How To Clean Cloth Seats With Extractor

When was the last time your car’s interior had a thorough interior cleaning? When I ask that question to people who are interested in our interior cleaning services, they always say, “It’s never had one.”

This basically means we’re going to have to pull out the strong machines since the car hasn’t ever been thoroughly cleaned.

So if you’re going to think about cleaning your car’s interior, one of the better options you can choose is an extractor. There’s dozens and dozens of choices on the market, so it’s going to depend on personal preference, expectations, and budget in which the extractor you’ll buy.

Step 1: Vacuum

Before you can start to suck up all the nasty gunk with your extractor, the very first thing you’re going to need to do is to make sure there are no loose debris or dirt on the seat.

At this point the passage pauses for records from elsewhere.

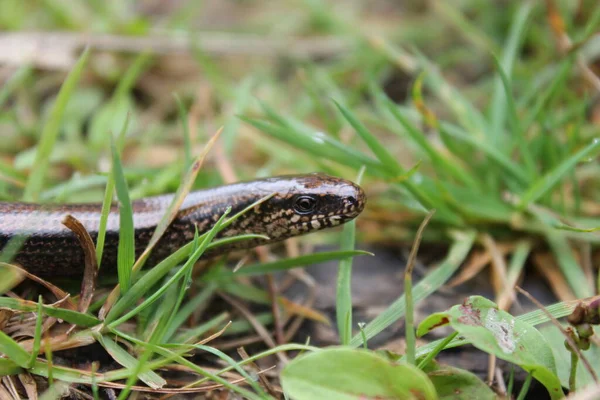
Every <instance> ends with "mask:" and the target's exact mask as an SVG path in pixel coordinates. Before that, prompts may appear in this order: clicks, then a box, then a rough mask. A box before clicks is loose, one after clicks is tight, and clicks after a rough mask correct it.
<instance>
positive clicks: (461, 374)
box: [423, 361, 497, 400]
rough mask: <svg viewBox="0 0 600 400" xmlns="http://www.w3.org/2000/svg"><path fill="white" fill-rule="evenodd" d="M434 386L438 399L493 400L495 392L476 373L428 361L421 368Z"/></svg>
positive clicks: (440, 399)
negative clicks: (437, 394) (425, 373)
mask: <svg viewBox="0 0 600 400" xmlns="http://www.w3.org/2000/svg"><path fill="white" fill-rule="evenodd" d="M423 372H425V373H426V374H427V376H428V377H429V379H430V380H431V382H432V383H433V386H435V390H436V391H437V394H438V398H439V399H440V400H459V399H460V400H488V399H489V400H494V399H497V397H496V393H494V391H493V390H492V389H491V388H490V387H489V386H488V385H487V384H486V383H485V382H483V381H482V380H481V379H479V378H478V377H477V375H475V374H473V373H471V372H469V371H465V370H464V369H460V368H454V367H451V366H448V365H440V364H438V363H436V362H435V361H433V362H430V363H429V364H428V365H427V366H426V367H425V369H424V370H423Z"/></svg>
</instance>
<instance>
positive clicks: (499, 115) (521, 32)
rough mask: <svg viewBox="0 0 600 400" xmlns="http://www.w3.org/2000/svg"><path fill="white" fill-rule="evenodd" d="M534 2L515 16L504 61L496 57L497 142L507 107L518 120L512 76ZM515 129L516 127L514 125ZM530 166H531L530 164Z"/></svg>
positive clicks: (494, 127)
mask: <svg viewBox="0 0 600 400" xmlns="http://www.w3.org/2000/svg"><path fill="white" fill-rule="evenodd" d="M532 8H533V4H532V2H530V1H525V2H523V4H522V5H521V7H520V8H519V10H518V11H517V13H516V16H515V17H514V18H513V23H512V25H511V28H510V32H509V34H508V38H507V40H506V44H505V45H504V51H503V53H502V61H501V62H498V61H497V60H496V57H494V61H495V62H496V69H497V70H498V71H499V72H500V74H501V75H500V77H499V78H496V79H495V81H494V91H493V93H492V100H491V116H490V119H491V126H492V129H491V130H490V132H489V133H490V134H491V135H492V139H493V140H494V142H495V143H502V142H501V141H500V140H499V139H500V137H501V136H502V134H503V133H504V132H503V129H504V123H505V119H506V113H507V107H508V109H509V110H508V111H509V114H510V117H509V118H510V119H511V120H512V121H513V124H514V123H515V122H517V121H518V119H517V118H516V117H517V114H516V109H515V105H514V99H513V98H512V92H511V89H510V84H509V83H508V82H510V80H511V77H512V71H513V66H514V63H515V59H516V56H517V54H518V51H519V49H520V45H521V42H522V40H523V36H524V35H525V32H526V30H527V28H528V26H527V24H526V23H527V20H528V19H529V14H530V12H531V9H532ZM513 130H514V127H513ZM514 134H515V135H517V134H521V132H520V131H518V130H514ZM528 167H529V166H528Z"/></svg>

If your extractor is not meant for sucking up anything but water, it can cause it some serious damage overtime.

Vacuum the flat surfaces, but also all the nooks and crannies that are often overlooked. Use your hands to pull back the seams of the seats so you can make sure you get all the tiny gunk and dirt .

Step 2: Spot Clean

Depending on the extractor that you buy, the power will vary in strength. Nonetheless, even if you have a super strong one or a not-as-strong one, you should always spot clean in your seats.

This means if there’s a singular or several singular spots on the seats that are stains or marks, you should clean those specific areas (not entirely perfect, of course) to make it easier for you when you’re extracting the seats.

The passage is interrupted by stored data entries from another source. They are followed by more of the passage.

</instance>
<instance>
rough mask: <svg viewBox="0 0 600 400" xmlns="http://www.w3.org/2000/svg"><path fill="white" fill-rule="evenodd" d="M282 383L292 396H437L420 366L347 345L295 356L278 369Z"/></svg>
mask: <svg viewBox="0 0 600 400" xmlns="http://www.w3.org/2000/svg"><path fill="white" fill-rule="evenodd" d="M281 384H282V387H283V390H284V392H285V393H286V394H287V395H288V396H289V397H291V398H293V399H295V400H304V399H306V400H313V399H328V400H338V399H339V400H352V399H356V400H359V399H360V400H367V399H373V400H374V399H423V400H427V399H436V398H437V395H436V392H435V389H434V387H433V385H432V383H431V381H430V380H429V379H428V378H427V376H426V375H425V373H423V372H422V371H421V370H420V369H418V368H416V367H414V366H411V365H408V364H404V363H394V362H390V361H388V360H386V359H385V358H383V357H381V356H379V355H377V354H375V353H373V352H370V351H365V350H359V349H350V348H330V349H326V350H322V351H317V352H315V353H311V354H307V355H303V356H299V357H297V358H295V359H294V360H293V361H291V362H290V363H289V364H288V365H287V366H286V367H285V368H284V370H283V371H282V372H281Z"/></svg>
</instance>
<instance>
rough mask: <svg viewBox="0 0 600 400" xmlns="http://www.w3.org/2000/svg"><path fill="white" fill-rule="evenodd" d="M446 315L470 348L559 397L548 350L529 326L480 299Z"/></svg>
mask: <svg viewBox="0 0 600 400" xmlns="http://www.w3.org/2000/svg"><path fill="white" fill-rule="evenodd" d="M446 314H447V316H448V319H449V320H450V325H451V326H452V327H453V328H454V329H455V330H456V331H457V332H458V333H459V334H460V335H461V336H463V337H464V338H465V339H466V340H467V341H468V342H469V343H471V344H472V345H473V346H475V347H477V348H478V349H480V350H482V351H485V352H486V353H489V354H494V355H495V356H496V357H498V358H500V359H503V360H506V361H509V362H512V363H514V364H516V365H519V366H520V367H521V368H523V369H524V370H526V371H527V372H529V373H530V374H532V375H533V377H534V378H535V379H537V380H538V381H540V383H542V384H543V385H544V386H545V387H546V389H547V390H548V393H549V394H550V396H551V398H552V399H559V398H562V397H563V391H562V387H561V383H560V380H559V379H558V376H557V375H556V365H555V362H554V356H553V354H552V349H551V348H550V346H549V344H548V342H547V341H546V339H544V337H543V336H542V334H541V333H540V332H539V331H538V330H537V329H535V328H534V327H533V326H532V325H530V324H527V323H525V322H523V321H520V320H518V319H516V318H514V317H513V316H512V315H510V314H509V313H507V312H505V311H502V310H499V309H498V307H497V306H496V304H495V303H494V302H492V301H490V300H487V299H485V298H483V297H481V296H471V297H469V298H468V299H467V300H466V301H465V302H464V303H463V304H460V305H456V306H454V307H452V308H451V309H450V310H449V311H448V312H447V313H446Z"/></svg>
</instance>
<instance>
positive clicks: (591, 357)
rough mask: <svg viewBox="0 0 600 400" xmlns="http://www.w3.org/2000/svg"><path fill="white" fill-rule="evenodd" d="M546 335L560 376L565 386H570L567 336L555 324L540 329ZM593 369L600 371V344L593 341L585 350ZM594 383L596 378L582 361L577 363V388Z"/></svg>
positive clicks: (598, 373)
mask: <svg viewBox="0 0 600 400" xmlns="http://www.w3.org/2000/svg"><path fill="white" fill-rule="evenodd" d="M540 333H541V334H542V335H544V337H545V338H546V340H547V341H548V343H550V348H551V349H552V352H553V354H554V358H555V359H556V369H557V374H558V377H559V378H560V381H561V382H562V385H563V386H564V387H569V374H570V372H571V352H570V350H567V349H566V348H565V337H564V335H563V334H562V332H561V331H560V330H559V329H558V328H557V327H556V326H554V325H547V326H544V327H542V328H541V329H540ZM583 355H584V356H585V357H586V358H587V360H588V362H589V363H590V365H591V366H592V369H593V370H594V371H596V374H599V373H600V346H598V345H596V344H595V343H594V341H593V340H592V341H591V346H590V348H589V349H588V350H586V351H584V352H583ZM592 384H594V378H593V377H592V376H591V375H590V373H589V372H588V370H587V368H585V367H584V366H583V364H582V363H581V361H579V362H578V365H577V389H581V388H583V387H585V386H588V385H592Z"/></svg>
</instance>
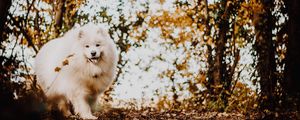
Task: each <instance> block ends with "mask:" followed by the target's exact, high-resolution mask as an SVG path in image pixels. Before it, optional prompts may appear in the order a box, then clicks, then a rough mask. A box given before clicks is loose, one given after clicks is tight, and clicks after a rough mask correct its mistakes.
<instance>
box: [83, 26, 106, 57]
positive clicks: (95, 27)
mask: <svg viewBox="0 0 300 120" xmlns="http://www.w3.org/2000/svg"><path fill="white" fill-rule="evenodd" d="M78 39H79V41H80V45H81V47H82V49H83V55H84V57H86V58H87V60H88V61H89V62H92V63H98V62H99V61H100V60H101V59H102V58H103V57H104V56H105V54H106V53H105V47H107V44H108V41H109V40H110V39H109V35H108V32H106V31H105V30H104V29H103V28H102V27H98V26H95V25H93V24H87V25H85V26H83V27H81V28H80V30H79V32H78Z"/></svg>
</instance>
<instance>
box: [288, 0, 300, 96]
mask: <svg viewBox="0 0 300 120" xmlns="http://www.w3.org/2000/svg"><path fill="white" fill-rule="evenodd" d="M286 2H287V4H286V5H287V8H288V16H289V20H288V44H287V60H286V68H285V76H286V80H287V81H286V84H285V90H286V92H287V95H288V96H290V97H297V96H298V97H299V96H300V70H299V69H300V52H299V51H300V23H299V22H300V18H299V16H300V12H299V11H300V1H299V0H286Z"/></svg>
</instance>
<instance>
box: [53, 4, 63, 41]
mask: <svg viewBox="0 0 300 120" xmlns="http://www.w3.org/2000/svg"><path fill="white" fill-rule="evenodd" d="M56 2H57V3H56V6H55V9H54V10H55V11H54V12H55V24H54V27H55V31H54V32H55V37H58V36H59V34H60V29H61V28H62V24H63V16H64V15H63V14H64V13H65V10H66V7H65V4H66V0H57V1H56Z"/></svg>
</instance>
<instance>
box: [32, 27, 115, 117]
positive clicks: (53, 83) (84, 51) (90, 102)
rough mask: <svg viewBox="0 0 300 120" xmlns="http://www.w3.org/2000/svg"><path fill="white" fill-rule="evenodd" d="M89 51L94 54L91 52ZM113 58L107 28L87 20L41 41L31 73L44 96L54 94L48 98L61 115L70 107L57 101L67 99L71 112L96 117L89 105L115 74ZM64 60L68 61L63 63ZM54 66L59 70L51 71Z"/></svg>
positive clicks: (110, 43)
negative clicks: (33, 73)
mask: <svg viewBox="0 0 300 120" xmlns="http://www.w3.org/2000/svg"><path fill="white" fill-rule="evenodd" d="M87 46H89V47H87ZM91 52H96V54H94V56H92V55H91ZM93 57H94V58H95V59H91V58H93ZM117 59H118V58H117V53H116V46H115V44H114V42H113V40H111V39H110V37H109V35H108V32H107V31H105V30H104V29H103V28H102V27H99V26H97V25H94V24H87V25H84V26H82V27H79V28H76V29H73V30H70V31H69V32H67V33H66V34H65V35H64V36H63V37H61V38H57V39H54V40H51V41H50V42H48V43H47V44H45V45H44V46H43V47H42V48H41V50H40V51H39V53H38V54H37V56H36V58H35V73H36V75H37V80H38V83H39V84H40V85H41V87H42V89H43V90H44V92H45V93H46V95H47V97H48V98H49V99H50V98H55V99H52V100H51V99H50V100H51V102H52V103H53V102H54V103H56V104H57V103H58V102H59V104H58V108H59V109H61V110H62V111H63V112H64V114H65V115H69V114H70V112H69V109H70V108H68V107H67V106H66V104H61V103H68V102H71V103H72V105H73V108H74V112H75V113H78V114H79V115H80V116H81V117H82V118H84V119H96V117H95V116H93V115H92V112H91V105H93V103H95V101H96V99H97V96H98V95H99V94H100V93H102V92H104V91H105V90H106V89H107V88H108V87H109V86H110V85H111V83H112V81H113V79H114V78H115V72H116V66H117ZM66 60H67V61H68V65H63V61H66ZM56 67H59V68H61V70H59V71H55V68H56ZM57 96H63V97H64V98H63V99H61V100H60V99H57V98H58V97H57ZM60 101H63V102H60Z"/></svg>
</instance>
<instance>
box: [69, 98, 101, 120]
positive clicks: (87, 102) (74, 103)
mask: <svg viewBox="0 0 300 120" xmlns="http://www.w3.org/2000/svg"><path fill="white" fill-rule="evenodd" d="M73 106H74V111H75V113H78V114H79V115H80V117H82V118H83V119H97V117H95V116H93V115H92V111H91V108H90V106H89V104H88V102H87V100H86V98H85V96H76V98H75V99H74V100H73Z"/></svg>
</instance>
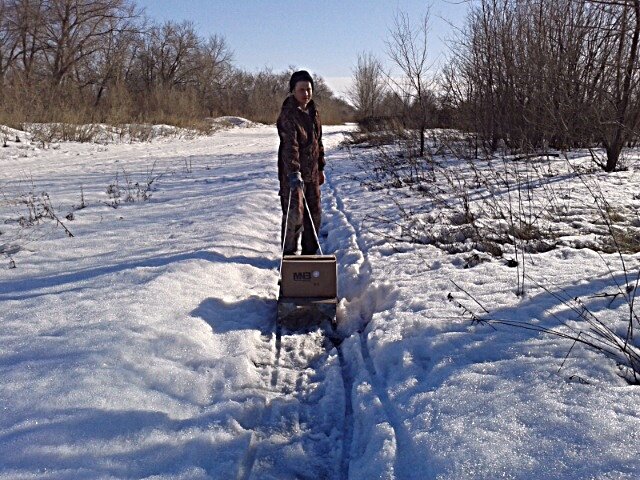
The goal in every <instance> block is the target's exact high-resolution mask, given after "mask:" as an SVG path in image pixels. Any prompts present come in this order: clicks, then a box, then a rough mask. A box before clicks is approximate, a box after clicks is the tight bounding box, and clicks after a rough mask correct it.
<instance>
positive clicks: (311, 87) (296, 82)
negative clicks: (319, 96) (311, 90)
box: [289, 70, 314, 92]
mask: <svg viewBox="0 0 640 480" xmlns="http://www.w3.org/2000/svg"><path fill="white" fill-rule="evenodd" d="M298 82H311V88H314V87H313V78H311V75H309V72H307V71H306V70H299V71H297V72H293V74H292V75H291V80H289V91H290V92H293V90H294V89H295V88H296V83H298Z"/></svg>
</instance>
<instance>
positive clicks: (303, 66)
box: [136, 0, 468, 91]
mask: <svg viewBox="0 0 640 480" xmlns="http://www.w3.org/2000/svg"><path fill="white" fill-rule="evenodd" d="M136 4H137V5H139V6H141V7H144V8H145V10H146V13H147V15H148V16H149V17H150V18H152V19H154V20H157V21H160V22H162V21H165V20H175V21H183V20H189V21H192V22H194V24H195V26H196V28H197V30H198V32H199V33H200V34H201V35H203V36H208V35H210V34H219V35H222V36H224V37H225V39H226V40H227V43H228V45H229V47H230V48H231V50H232V51H233V52H234V64H235V65H236V66H238V67H240V68H243V69H245V70H248V71H251V72H253V71H257V70H260V69H261V68H263V67H271V68H273V69H274V70H276V71H280V70H284V69H286V68H288V67H289V66H290V65H293V66H296V67H299V68H306V69H308V70H310V71H311V72H314V73H315V74H319V75H322V76H323V77H324V78H325V79H326V80H327V82H328V83H329V85H330V86H331V87H333V88H334V90H338V91H340V90H342V89H343V88H344V86H345V81H346V79H347V78H348V77H350V76H351V70H352V68H353V66H354V64H355V63H356V59H357V55H358V53H360V52H372V53H374V54H376V55H377V56H378V57H379V58H380V59H381V60H383V61H385V62H386V58H385V54H384V49H385V45H384V40H385V38H386V37H387V34H388V30H389V28H390V27H391V26H392V25H393V19H394V13H395V12H396V11H398V10H401V11H404V12H407V13H409V14H411V15H415V16H416V17H419V16H421V15H423V14H424V13H425V12H426V10H427V6H428V5H429V2H427V1H423V0H389V1H385V0H371V1H366V0H361V1H357V0H182V1H176V0H137V1H136ZM430 4H431V9H430V11H431V36H430V44H431V45H432V51H431V59H432V60H434V61H435V60H438V59H439V58H442V57H443V54H444V52H445V51H446V47H445V46H444V44H443V41H444V40H445V39H446V38H447V37H449V36H451V32H452V27H451V26H450V25H449V23H452V24H454V25H457V26H461V25H462V24H463V22H464V18H465V16H466V10H467V8H468V4H467V2H464V1H462V0H434V1H432V2H430Z"/></svg>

For spot cleaning, you’ll need an all purpose cleaner (APC), a small brush, and a towel. That should be enough as you’re only going to be spot cleaning.

Step 3: Extract

Now that you’ve got the heavy debris out of the way by vacuuming it and the spots are taken care of, now you can use your extractor to get all the gunk out of the seats.

As a side note, there are some extractors that have a see-through vacuum attachment that will allow you to see what you’re pulling up. So when you’re using the extractor, the water will go from white to dark black and brown as that’s all the gunk that you’re pulling up from the seat.

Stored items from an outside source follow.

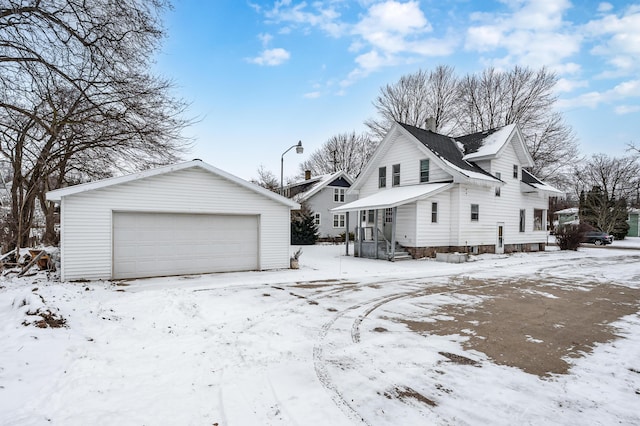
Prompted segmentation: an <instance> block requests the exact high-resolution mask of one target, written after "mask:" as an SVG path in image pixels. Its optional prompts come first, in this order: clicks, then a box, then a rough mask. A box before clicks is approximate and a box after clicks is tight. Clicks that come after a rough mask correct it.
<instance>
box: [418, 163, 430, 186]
mask: <svg viewBox="0 0 640 426" xmlns="http://www.w3.org/2000/svg"><path fill="white" fill-rule="evenodd" d="M424 182H429V160H428V159H427V160H420V183H424Z"/></svg>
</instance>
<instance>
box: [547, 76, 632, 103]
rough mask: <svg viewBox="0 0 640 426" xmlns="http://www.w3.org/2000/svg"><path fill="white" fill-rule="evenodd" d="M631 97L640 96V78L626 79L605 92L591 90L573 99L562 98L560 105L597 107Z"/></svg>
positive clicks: (559, 100)
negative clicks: (623, 81) (634, 78)
mask: <svg viewBox="0 0 640 426" xmlns="http://www.w3.org/2000/svg"><path fill="white" fill-rule="evenodd" d="M629 98H640V80H629V81H625V82H623V83H620V84H618V85H617V86H615V87H614V88H612V89H609V90H605V91H603V92H589V93H584V94H582V95H580V96H578V97H575V98H573V99H560V100H559V101H558V106H559V107H560V108H574V107H589V108H596V107H598V106H599V105H601V104H607V103H611V102H619V101H624V100H626V99H629Z"/></svg>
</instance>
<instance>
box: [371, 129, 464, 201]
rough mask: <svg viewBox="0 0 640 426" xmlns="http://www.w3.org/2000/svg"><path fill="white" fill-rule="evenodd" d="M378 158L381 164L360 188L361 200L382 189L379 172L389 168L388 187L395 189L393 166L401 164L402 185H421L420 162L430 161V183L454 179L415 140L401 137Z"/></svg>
mask: <svg viewBox="0 0 640 426" xmlns="http://www.w3.org/2000/svg"><path fill="white" fill-rule="evenodd" d="M380 154H381V155H380V156H379V157H378V158H379V162H378V164H377V165H376V167H374V168H373V170H372V172H371V173H370V175H369V176H368V178H367V180H366V181H365V182H364V183H363V185H362V187H361V188H360V194H359V198H364V197H366V196H369V195H371V194H374V193H376V192H378V191H380V190H382V189H380V188H378V170H379V168H380V167H386V168H387V186H386V188H384V189H389V188H393V185H392V183H393V165H394V164H400V185H401V186H405V185H416V184H419V183H420V160H425V159H429V160H430V161H429V181H430V182H443V181H448V180H451V179H452V177H451V175H449V174H448V173H447V172H445V171H444V170H443V169H442V168H440V167H438V166H437V165H436V163H435V161H434V156H432V155H431V154H426V153H425V152H424V151H423V150H421V149H420V148H419V147H418V146H417V145H416V143H415V141H413V140H407V138H406V137H404V136H401V137H398V138H397V139H396V140H394V141H393V142H392V143H390V144H389V149H388V150H386V151H385V152H383V153H380Z"/></svg>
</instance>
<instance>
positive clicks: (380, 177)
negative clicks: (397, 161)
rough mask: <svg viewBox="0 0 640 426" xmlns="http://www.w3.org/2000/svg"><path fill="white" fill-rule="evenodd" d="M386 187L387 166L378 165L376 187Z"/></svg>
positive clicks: (386, 178) (380, 187)
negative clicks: (377, 176) (377, 172)
mask: <svg viewBox="0 0 640 426" xmlns="http://www.w3.org/2000/svg"><path fill="white" fill-rule="evenodd" d="M386 187H387V168H386V167H380V168H379V169H378V188H386Z"/></svg>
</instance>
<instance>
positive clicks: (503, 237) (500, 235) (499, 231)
mask: <svg viewBox="0 0 640 426" xmlns="http://www.w3.org/2000/svg"><path fill="white" fill-rule="evenodd" d="M496 237H497V239H496V254H502V253H504V223H498V232H497V236H496Z"/></svg>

You’re going to start from the top of the seats, the head bolster, and work your way down. That way you’re not going to work over yourself. You’ll want to do even strokes with quick passes. On the heavier parts that are dirty, you can slow your speed to give the water enough time to break down the soil and suck it up.

You can also spray all purpose cleaner as you’re going along if you think it’s needed. It’ll help with the extraction as it will break down some of the simply  simple stains and such.

Step 4: Mop Up

Since you’re putting water into the seat, the seat is going to stay wet for a couple hours. So to make it spend less time, you should use a dry towel and mop up as much water reside on the seats as possible. You’ll probably have to use several towels depending on the type of seats that you have, how much water you used, and the type of material the seat is.

Another great step you can take is to set some small fans to help the drying process faster.